Esse público vive atualmente com até R$ 89 por mês, segundo dados do Governo Federal
Ocinei Trindade
Moradia precária na Estrada do Jacu, no Parque Aldeia, em Guarus (Foto: Carlos Grevi)
A fome e a extrema pobreza crescem no Brasil. São mais de 15 milhões de pessoas em situação de extrema pobreza no país, com população superior a 211 milhões de habitantes, segundo levantamento do IBGE (Instituto Brasileiro de Geografia e Estatística). Campos dos Goytacazes possui 511 mil moradores.
De acordo com dados da Secretaria do Desenvolvimento Social do Ministério da Cidadania, há mais de 45 mil famílias no município em situação de extrema pobreza, com renda de zero a R$89 por mês. Os números apontam, segundo especialistas, que 20% da população campista estão em condições precárias de alimentação e sobrevivência.
De acordo com o Cadastro Único, referência para direcionar benefícios federais como o programa Bolsa Família, em 2010, Campos possuía pouco mais de 30 mil famílias em extrema pobreza. Em agosto de 2020, o número chegou a 45.628 famílias. Já o número de famílias em situação de pobreza era de 3.637. Foram consideradas em situação de baixa renda 10.537 famílias. No total, estavam inscritas 70.629 famílias no Cadastro Único. Os números são alarmantes e ganham mais dramaticidade na pandemia de Covid-19. Ficou visível a maior quantidade de pessoas famintas e em situação de rua pedindo algum auxílio.
Pessoas carentes em busca de comida no Mosteiro Santa Face (Foto: Carlos Grevi)

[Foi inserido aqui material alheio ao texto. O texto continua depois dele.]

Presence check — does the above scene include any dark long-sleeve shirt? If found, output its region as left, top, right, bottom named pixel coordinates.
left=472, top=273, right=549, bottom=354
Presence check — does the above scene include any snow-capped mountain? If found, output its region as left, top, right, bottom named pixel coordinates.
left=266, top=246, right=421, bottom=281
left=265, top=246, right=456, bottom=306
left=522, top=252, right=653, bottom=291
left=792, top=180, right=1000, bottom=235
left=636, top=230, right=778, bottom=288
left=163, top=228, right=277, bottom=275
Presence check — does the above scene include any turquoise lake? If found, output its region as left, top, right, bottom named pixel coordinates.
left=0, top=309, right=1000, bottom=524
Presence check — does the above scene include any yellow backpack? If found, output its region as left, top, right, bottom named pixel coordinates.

No Mosteiro Santa Face, local onde freiras doam refeições há 40 anos para pessoas pobres e em situação de rua, 60 usuários eram atendidos diariamente. No início da pandemia, cerca de 300 pessoas passaram a bater na porta da instituição. As religiosas precisaram de ajuda para socorrer os mais carentes. “A fé é útil em qualquer ocasião, principalmente em situações extremas de sofrimento e penúria. O Senhor nos fala que nenhum justo morre de fome. Se as pessoas pensassem mais no seu próximo, a fome não existiria, pois a caridade começa no espírito”, diz a freira Maria da Conceição. Outras instituições religiosas e voluntários da cidade também auxiliam a população com doação de comida.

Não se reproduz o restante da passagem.